Review unit needs authority to enforce kent design judgments

Published:

Because it was given le-

gal advice that appears to be contradicted by the experience of other communities, Kent City Council should revisit its decision to reduce its Architectural Review Board to an advisory panel without the authority to enforce its design judgments.

Communities such as Hudson give architectural review boards the power to make binding decisions and grant certificates of appropriateness on projects, and in recent years Kent's architectural review board had received similar powers of enforcement although it was restricted to the city's design overlay district.

The enhancement of the Architectural Review Board's powers has had a positive effect and achieved a consistency in the downtown importantly as so much construction has been under way there. Without the power to grant or withhold a certificate of appropriateness necessary to project with a project, Kent's rejuvenated downtown would have a very different look and a less appealing one at that.

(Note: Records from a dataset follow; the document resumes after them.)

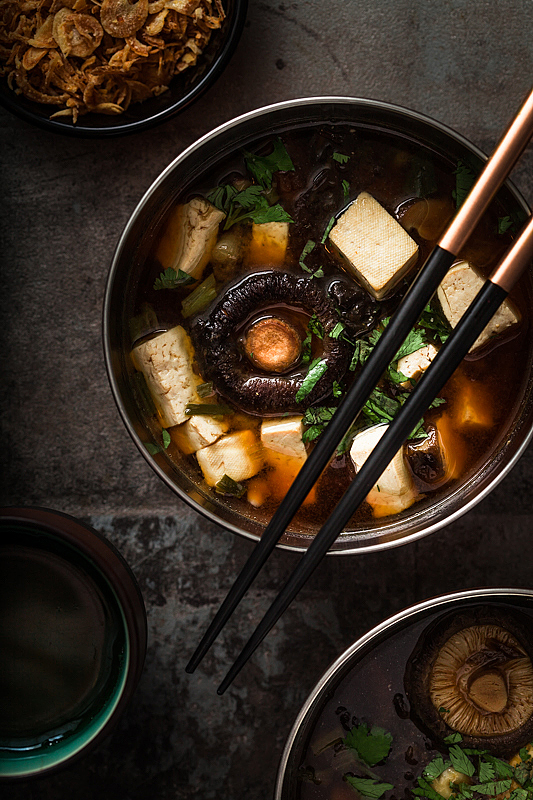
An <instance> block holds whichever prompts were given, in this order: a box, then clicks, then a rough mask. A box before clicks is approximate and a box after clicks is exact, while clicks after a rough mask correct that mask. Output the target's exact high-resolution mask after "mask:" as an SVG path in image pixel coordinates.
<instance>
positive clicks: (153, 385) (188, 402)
mask: <svg viewBox="0 0 533 800" xmlns="http://www.w3.org/2000/svg"><path fill="white" fill-rule="evenodd" d="M131 355H132V359H133V363H134V364H135V367H136V369H138V370H139V371H140V372H142V373H143V375H144V377H145V379H146V383H147V385H148V388H149V390H150V394H151V395H152V398H153V400H154V403H155V406H156V408H157V410H158V411H159V414H160V416H161V420H162V423H163V427H165V428H170V427H172V426H173V425H180V424H181V423H182V422H185V421H186V420H187V419H188V417H187V415H186V414H185V406H186V405H187V403H198V402H200V399H199V397H198V395H197V394H196V387H197V386H198V384H199V383H201V382H202V379H201V377H200V376H199V375H196V373H195V372H194V370H193V367H192V364H193V358H194V348H193V346H192V343H191V340H190V338H189V335H188V334H187V332H186V331H185V329H184V328H182V327H181V325H177V326H176V327H175V328H171V329H170V330H168V331H165V333H160V334H159V335H158V336H154V338H153V339H148V340H147V341H145V342H142V343H141V344H139V345H137V346H136V347H134V348H133V350H132V353H131Z"/></svg>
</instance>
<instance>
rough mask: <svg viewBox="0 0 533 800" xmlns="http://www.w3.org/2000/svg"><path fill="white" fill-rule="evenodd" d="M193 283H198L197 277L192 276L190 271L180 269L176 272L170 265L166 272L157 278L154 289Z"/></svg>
mask: <svg viewBox="0 0 533 800" xmlns="http://www.w3.org/2000/svg"><path fill="white" fill-rule="evenodd" d="M191 283H196V278H192V277H191V276H190V275H189V273H188V272H184V271H183V270H182V269H178V271H177V272H176V270H175V269H172V267H168V269H166V270H165V271H164V272H161V273H160V274H159V278H156V279H155V283H154V289H155V290H156V291H157V290H158V289H177V288H178V287H180V286H190V284H191Z"/></svg>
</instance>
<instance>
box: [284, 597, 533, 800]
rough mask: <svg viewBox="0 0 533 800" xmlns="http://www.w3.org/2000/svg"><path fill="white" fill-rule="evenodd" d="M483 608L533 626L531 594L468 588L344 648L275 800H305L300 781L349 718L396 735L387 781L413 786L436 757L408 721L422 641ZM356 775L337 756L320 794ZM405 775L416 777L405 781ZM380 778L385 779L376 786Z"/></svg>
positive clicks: (302, 732) (380, 625)
mask: <svg viewBox="0 0 533 800" xmlns="http://www.w3.org/2000/svg"><path fill="white" fill-rule="evenodd" d="M480 610H482V613H483V615H484V617H485V618H487V619H488V618H490V615H491V614H492V613H494V614H495V615H501V614H511V615H513V614H520V615H521V616H522V618H524V619H527V618H529V623H528V624H533V591H531V590H528V589H504V588H494V589H492V588H491V589H469V590H467V591H463V592H454V593H452V594H446V595H441V596H440V597H434V598H431V599H429V600H425V601H423V602H422V603H417V604H416V605H414V606H410V607H409V608H406V609H404V610H403V611H400V612H399V613H398V614H395V615H394V616H392V617H389V618H388V619H386V620H385V621H384V622H381V623H380V624H379V625H377V626H376V627H375V628H373V629H372V630H370V631H369V632H368V633H366V634H365V635H364V636H362V637H361V638H360V639H358V640H357V641H356V642H354V643H353V644H352V645H351V646H350V647H349V648H348V649H347V650H345V652H344V653H342V655H340V656H339V658H338V659H337V660H336V661H335V662H334V663H333V664H332V665H331V666H330V667H329V669H328V670H326V672H325V673H324V674H323V675H322V677H321V678H320V680H319V681H318V682H317V684H316V685H315V687H314V688H313V690H312V691H311V693H310V694H309V697H308V698H307V700H306V701H305V703H304V705H303V706H302V708H301V710H300V713H299V714H298V717H297V718H296V721H295V723H294V725H293V727H292V730H291V732H290V733H289V736H288V738H287V741H286V743H285V747H284V750H283V754H282V756H281V760H280V764H279V768H278V774H277V779H276V788H275V793H274V800H296V798H297V797H300V789H301V786H300V782H301V780H302V778H303V779H304V780H305V777H304V775H306V776H307V777H310V776H311V775H312V773H311V770H312V769H313V762H315V763H317V766H318V763H319V762H317V761H316V760H317V758H318V757H319V756H320V751H321V750H323V748H324V750H323V752H324V751H325V749H326V748H327V746H328V745H329V744H331V743H332V741H333V739H334V738H336V737H337V736H338V735H340V736H342V737H344V736H345V735H346V727H348V728H349V727H351V725H352V724H353V723H352V722H351V718H352V715H354V716H356V717H358V718H359V719H360V721H361V722H363V723H365V724H367V726H373V725H375V726H377V727H379V728H382V729H384V730H385V731H387V732H388V733H390V734H392V748H391V751H390V754H389V757H388V758H387V762H388V763H389V767H388V770H389V771H388V775H387V778H386V780H390V782H391V783H395V782H396V785H395V790H396V791H395V794H397V796H403V792H402V786H398V785H397V784H398V783H399V782H400V781H402V780H403V781H404V782H406V783H408V784H409V785H410V786H415V785H416V783H415V777H416V776H420V775H421V774H422V770H423V768H424V766H425V765H426V763H428V762H429V761H431V759H432V758H434V757H435V756H436V755H438V752H436V751H434V752H433V753H428V752H427V745H428V735H427V733H426V732H425V731H424V730H423V729H421V728H419V727H418V725H417V723H416V722H415V721H413V719H412V718H411V713H412V709H409V706H408V701H407V700H406V698H405V684H404V672H405V668H406V665H407V662H408V660H409V657H410V656H411V654H412V653H413V650H414V648H415V647H416V645H417V642H418V641H419V640H420V638H421V637H422V636H423V635H424V634H425V633H426V632H427V631H429V630H431V629H432V628H433V626H434V625H435V624H436V623H438V622H439V621H441V620H443V619H448V620H449V619H450V618H454V619H456V618H457V617H461V615H462V614H464V615H465V617H467V618H468V617H473V616H475V615H476V613H479V611H480ZM339 707H342V708H343V709H345V712H346V715H345V719H344V720H343V721H344V722H345V723H346V724H345V726H343V725H342V722H341V720H340V716H339V714H338V713H337V712H338V711H339ZM349 719H350V721H349ZM408 747H409V749H410V760H409V762H407V761H406V749H407V748H408ZM424 759H426V760H424ZM416 762H418V763H417V765H416V766H413V764H415V763H416ZM409 765H411V766H409ZM352 769H353V770H354V771H355V772H357V771H358V769H357V761H356V760H354V758H353V757H352V758H351V759H350V760H347V761H346V762H344V763H343V762H342V753H340V754H337V755H335V756H334V757H332V759H331V767H330V766H329V765H327V766H324V763H323V762H321V763H320V766H318V771H315V773H314V775H313V777H314V778H315V780H321V783H322V790H321V791H320V792H319V793H318V794H317V795H316V796H317V797H325V796H327V786H329V785H330V783H329V781H331V782H332V783H335V782H337V783H338V781H339V780H340V779H341V777H342V775H341V773H346V772H350V771H351V770H352ZM375 769H376V770H377V771H379V770H380V768H379V767H375ZM334 772H335V773H338V774H336V775H335V774H334ZM406 772H411V773H412V776H410V777H409V776H408V775H404V773H406ZM328 773H329V774H328ZM383 779H384V778H383V775H382V774H380V775H379V780H383ZM351 791H352V790H351V789H349V792H351ZM303 796H304V797H305V796H306V793H304V795H303ZM331 796H332V797H333V794H331ZM355 796H356V795H355V794H354V797H355Z"/></svg>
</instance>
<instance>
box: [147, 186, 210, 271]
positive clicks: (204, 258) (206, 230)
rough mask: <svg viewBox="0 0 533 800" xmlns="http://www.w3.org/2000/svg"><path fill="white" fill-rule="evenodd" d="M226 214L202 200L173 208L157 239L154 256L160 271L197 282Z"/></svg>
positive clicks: (209, 253) (205, 265) (200, 199)
mask: <svg viewBox="0 0 533 800" xmlns="http://www.w3.org/2000/svg"><path fill="white" fill-rule="evenodd" d="M225 217H226V215H225V214H224V212H223V211H220V210H219V209H218V208H215V206H213V205H211V203H209V202H208V201H207V200H204V199H203V198H202V197H194V198H193V199H192V200H191V201H190V202H189V203H185V204H183V205H179V206H177V207H176V208H175V209H174V211H173V213H172V214H171V216H170V218H169V221H168V223H167V227H166V229H165V231H164V233H163V236H162V237H161V239H160V242H159V246H158V248H157V252H156V257H157V259H158V261H159V263H160V264H161V266H162V267H163V268H164V269H168V268H169V267H171V268H172V269H175V270H176V272H177V271H178V270H180V269H181V270H182V271H183V272H187V273H188V274H189V275H190V276H191V277H193V278H196V279H197V280H199V279H200V278H201V277H202V274H203V271H204V269H205V267H206V265H207V263H208V261H209V258H210V256H211V251H212V250H213V247H214V246H215V244H216V241H217V235H218V228H219V225H220V223H221V222H222V220H223V219H225Z"/></svg>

The argument has been made that granting the Architectural Review Board these powers creates conflicts of interest that makes it difficult for architectural firms in Kent to provide full services, especially if someone from the firm might be serving on the board. Usually when someone serves on a board where a conflict of interest is involved, that party recuses himself or herself from participating and the conflict is removed. Why that practice cannot solve the conflict of interest issues on the board is something we do not understand.

Before the board is diminished, we think the city ought to poll other communities that give their architectural review boards powers of enforcement. Doing so would surely give members of council a more accurate and broader perspective on what can be accomplished when an architectural review panel gains the muscle it needs to make a positive difference.

If anything, we think Kent would benefit from an Architectural Review Board with broader powers of enforcement. Surely, weakening this important board is a step in the wrong direction.